Из всех описаний Москвы моего детства мне нравится лишь описание Андрея Белого в его книге «Москва». И еще загадочные строчки Есенина: «Я люблю этот город вязевый, / пусть обрюзг он и пусть одрях. / Золотая дремотная Азия / Опочила на куполах…» И у Белого, и у Есенина я явственно ощущаю Москву тех дальних годов — расхристанную, пеструю, как бисером вышитую диковинными фасадами особнячков и колоколенками церквушек и часовен. Я помню еще белый, совершенно прелестный Китай-город и прилепившиеся к одной из его стен книжные развалы у Ильинки. Мы с папой иногда ходили туда гулять. Помню шумную толкучку Сухаревку и Сухареву башню, которую сохраняли бы во всем мире как зеницу ока, а у нас — взяли да и взорвали в конце 30-х годов при Сталине.
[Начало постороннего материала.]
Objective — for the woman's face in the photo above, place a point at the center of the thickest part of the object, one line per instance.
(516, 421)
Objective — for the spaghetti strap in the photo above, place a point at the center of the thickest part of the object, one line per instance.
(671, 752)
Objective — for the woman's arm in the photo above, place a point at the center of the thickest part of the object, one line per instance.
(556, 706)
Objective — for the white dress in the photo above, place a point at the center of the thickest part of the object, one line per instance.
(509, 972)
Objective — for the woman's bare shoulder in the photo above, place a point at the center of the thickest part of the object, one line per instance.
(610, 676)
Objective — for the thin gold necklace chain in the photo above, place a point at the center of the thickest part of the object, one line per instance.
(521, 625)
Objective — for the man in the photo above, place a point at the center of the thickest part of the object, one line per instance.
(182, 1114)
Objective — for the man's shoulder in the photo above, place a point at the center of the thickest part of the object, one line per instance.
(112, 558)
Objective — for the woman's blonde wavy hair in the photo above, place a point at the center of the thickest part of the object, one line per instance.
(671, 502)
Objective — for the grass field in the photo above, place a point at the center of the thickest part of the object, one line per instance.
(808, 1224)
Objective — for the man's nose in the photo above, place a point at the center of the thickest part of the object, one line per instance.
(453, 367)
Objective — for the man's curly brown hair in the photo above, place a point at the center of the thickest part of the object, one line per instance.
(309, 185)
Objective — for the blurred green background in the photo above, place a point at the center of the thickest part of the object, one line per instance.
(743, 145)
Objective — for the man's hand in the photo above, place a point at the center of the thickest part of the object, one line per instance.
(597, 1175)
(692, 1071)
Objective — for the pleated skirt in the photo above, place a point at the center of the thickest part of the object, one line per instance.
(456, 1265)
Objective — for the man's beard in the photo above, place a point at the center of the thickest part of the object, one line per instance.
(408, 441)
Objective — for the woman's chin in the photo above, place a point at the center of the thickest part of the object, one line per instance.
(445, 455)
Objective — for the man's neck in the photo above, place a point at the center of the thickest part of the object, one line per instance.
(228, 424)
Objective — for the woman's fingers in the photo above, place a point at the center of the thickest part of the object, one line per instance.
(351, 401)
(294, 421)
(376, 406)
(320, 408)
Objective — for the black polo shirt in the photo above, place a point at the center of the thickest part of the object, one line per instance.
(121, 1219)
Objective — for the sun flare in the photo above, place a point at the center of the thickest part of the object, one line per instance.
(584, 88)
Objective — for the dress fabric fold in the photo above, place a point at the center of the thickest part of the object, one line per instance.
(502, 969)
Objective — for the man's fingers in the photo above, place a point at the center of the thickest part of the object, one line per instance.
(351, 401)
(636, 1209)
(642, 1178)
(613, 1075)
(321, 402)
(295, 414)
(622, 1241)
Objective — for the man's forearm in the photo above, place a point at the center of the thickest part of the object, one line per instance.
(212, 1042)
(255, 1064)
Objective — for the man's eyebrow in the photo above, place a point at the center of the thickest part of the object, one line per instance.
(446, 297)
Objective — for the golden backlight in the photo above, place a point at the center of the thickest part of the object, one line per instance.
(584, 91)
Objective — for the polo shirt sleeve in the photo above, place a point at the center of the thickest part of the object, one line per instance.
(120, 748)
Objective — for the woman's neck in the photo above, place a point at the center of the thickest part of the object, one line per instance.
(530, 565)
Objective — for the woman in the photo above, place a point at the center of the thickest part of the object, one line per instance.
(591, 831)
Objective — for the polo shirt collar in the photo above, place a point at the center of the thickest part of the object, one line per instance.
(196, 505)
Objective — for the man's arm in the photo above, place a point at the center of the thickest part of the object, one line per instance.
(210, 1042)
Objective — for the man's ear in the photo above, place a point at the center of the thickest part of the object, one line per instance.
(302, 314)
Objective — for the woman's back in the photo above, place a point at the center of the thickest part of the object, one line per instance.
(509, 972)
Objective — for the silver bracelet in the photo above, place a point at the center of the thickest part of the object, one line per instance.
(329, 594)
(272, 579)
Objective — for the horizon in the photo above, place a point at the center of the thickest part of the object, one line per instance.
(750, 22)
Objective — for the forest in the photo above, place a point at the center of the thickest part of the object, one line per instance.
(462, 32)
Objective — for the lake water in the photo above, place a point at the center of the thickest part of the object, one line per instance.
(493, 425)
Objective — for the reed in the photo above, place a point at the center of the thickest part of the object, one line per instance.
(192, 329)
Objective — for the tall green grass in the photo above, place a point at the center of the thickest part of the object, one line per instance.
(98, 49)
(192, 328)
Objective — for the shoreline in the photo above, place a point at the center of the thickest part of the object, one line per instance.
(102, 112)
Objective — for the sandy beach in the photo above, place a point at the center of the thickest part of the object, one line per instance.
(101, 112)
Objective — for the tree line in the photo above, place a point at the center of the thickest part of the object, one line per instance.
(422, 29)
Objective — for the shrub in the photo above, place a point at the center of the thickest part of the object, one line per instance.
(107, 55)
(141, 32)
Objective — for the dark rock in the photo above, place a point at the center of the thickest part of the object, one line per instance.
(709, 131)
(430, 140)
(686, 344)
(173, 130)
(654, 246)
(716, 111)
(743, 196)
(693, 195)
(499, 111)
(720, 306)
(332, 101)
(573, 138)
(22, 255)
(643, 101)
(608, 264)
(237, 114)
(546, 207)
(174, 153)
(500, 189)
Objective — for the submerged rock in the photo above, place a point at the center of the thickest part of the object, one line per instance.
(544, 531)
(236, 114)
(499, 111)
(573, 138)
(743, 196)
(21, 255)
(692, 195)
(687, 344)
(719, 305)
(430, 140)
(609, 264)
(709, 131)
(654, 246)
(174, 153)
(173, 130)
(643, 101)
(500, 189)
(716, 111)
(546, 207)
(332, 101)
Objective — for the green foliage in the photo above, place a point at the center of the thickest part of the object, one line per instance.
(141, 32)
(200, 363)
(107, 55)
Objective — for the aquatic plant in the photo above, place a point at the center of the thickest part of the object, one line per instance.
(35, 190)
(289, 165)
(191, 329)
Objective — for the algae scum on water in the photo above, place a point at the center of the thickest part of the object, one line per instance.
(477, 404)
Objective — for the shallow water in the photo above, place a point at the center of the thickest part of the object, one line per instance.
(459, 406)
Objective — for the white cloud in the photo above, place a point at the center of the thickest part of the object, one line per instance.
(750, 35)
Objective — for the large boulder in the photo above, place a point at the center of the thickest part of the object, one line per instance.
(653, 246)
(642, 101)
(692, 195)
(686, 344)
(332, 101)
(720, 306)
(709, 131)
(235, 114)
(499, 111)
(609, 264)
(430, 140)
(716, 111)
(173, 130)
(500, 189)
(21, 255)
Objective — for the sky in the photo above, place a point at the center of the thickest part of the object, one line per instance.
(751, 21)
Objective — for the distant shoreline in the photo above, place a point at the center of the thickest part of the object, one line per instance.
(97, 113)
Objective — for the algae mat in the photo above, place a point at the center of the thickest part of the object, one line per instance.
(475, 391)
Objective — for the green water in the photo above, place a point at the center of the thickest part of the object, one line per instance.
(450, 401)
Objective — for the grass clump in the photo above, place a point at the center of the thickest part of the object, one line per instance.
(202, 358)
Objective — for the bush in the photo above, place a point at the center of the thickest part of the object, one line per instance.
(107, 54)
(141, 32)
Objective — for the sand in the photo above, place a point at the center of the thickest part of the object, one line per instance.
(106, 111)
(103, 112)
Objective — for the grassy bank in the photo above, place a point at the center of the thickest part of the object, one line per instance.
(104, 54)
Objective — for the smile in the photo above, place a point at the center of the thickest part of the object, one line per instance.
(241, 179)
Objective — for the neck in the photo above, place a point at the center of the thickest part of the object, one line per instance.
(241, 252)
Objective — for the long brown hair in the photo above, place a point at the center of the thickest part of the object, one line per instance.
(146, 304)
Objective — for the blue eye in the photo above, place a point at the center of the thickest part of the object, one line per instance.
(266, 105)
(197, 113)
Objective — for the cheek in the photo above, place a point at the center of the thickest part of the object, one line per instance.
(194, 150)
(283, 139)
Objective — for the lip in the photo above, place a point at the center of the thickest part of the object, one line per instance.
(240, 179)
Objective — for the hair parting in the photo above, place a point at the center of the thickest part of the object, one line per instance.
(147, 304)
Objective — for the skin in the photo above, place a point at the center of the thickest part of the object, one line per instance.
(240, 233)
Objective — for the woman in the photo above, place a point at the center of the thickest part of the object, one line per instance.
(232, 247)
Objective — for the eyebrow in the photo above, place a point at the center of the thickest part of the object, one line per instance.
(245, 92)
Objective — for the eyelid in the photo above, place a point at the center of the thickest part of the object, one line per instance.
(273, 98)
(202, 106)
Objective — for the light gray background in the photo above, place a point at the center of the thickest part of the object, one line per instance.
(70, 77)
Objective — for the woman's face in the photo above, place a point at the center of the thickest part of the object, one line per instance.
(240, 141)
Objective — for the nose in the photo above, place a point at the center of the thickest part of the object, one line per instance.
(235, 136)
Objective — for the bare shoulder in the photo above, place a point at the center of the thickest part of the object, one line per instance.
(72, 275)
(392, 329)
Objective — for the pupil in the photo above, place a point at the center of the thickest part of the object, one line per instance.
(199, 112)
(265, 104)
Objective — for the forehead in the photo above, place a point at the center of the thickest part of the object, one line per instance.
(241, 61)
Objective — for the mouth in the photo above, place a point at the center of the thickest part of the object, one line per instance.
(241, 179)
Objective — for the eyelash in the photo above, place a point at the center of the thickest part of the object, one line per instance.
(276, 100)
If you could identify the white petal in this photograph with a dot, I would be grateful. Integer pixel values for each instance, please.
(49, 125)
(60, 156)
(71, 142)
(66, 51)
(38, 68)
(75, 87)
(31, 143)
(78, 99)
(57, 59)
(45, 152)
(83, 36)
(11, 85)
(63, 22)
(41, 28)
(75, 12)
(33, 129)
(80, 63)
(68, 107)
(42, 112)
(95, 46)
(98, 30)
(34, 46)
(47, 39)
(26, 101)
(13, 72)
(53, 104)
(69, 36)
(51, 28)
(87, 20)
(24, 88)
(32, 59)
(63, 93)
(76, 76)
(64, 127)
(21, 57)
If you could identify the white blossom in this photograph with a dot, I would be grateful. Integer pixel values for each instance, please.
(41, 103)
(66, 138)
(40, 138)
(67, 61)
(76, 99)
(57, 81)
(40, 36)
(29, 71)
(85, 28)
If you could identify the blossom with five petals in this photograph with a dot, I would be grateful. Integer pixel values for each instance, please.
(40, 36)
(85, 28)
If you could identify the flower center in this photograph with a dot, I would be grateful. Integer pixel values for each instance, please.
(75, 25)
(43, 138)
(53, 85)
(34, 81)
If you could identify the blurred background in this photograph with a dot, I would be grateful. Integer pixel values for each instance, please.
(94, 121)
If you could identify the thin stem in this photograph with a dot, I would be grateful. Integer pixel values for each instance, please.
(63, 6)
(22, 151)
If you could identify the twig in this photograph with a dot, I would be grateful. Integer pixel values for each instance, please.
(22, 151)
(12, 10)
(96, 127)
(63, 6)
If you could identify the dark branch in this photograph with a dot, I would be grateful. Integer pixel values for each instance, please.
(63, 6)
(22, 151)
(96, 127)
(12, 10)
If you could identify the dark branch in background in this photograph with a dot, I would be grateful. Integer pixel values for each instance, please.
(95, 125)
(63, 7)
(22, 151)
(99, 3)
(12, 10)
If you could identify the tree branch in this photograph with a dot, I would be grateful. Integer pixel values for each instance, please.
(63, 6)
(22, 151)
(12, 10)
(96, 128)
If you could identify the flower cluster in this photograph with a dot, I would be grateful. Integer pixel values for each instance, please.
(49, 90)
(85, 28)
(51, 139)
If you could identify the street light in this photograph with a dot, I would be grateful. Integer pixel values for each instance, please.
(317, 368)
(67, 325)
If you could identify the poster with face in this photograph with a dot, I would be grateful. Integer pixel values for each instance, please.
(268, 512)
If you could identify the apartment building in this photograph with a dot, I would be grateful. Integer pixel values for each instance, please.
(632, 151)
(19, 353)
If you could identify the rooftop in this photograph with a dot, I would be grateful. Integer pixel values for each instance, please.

Я слышала взрыв — ночевала тогда в домишке без водопровода и канализации на Третьей Мещанской, то есть в районе теперешнего проспекта Мира у моего первого мужа Бориса. Помню Триумфальную арку в центре города… Прочла недавно в какой-то газете воспоминания примы-балерины Большого театра Ядвиги Сангович, что на Лубянке, на том месте, где стоял памятник Дзержинскому, был большой фонтан. И мне показалось, что я этот фонтан помню. Зыбкое такое воспоминание. Зато отчетливо помню, с каким придыханием взрослые говорили о таинственном Хитровом рынке с его ночлежками и их обитателями — бездомными, беглыми, ворами, нищими, скупщиками краденого и всякой шпаной. Хитров рынок был недалеко от нашего Хохловского переулка.
Как я теперь понимаю, Москва трудно давалась новой советской власти. По-выселяли домовладельцев, позакрывали частные магазины. Но длинный желтый особняк напротив нашего дома мы по-прежнему называли Домом Кувшинова, как выяснилось недавно, известного мецената. А ближе к Покровским воротам стоял Дом Оловянишникова, доходный дом, как и наш, батюшкин (то есть нашего священника), но несравнимо более шикарный. Оловянишников был богачом. На его заводах лили церковные колокола. И дом его представлял собой серую махину в стиле модерн начала века с огромными окнами. Через окна я, маленькая, видела, что комнаты внутри поделены не только вдоль, но и поперек, по горизонтали, образовав вторые этажи. На первом этаже окно уходило куда-то в потолок, а на втором — начиналось от пола. В США такие окна теперь в моде. Представляю себе, сколько людей уместилось в Доме Оловянишникова! Естественно, о Кувшинове и Оловянишникове и об их деятельности я узнала только в 90-х. В моем детстве от них были одни лишь фамилии. И в этом было что-то призрачное. Нынешний ЦУМ звался, конечно, «Мюр и Мерилиз», булочная на Тверской — Филипповской, многоэтажный дом в переулке на Тверской домом Нирензее. Когда шли в Художественный театр, говорили: «Пойдем в Камергерский», хотя Камергерский переименовали в проезд Художественного театра. На Мясницкой был «Чай Высоцкого», на Никольской — «Аптека Ферейна» (не Брынцалова, а настоящего Ферейна), шоколад был «Эйнем». А вот «Елисеевский» как звался, так и остался «Елисеевским», а Сандуновские бани — Санду-новскими, или Сандунами.
Да, совсем забыла: опекушинский Пушкин стоял еще там, где его поставили, в начале Тверского бульвара, и смотрел не на площадь, а на Страстной монастырь. Слава богу, памятник перенесли задолго до мэра Лужкова. Если бы это произошло в годы лужковского правления, его бы, возможно, упекли в Бибирево, а на его месте водрузили бы десятиметрового Ивана Грозного работы Церетели. В моем детстве и гениальный андреевский Гоголь стоял, где ему положено. Уж сколько напридумывал, нафантазировал Николай Васильевич, но такого и он не смог бы себе представить, что его замечательный памятник работы скульптора Андреева будут таскать по Москве и что на месте этого памятника установят какого-то не то Чичикова, не то другого господина, который «доволен собой, и женой, и своей конституцией куцей». Нету спаса от наших городничих ни живым, ни мертвым!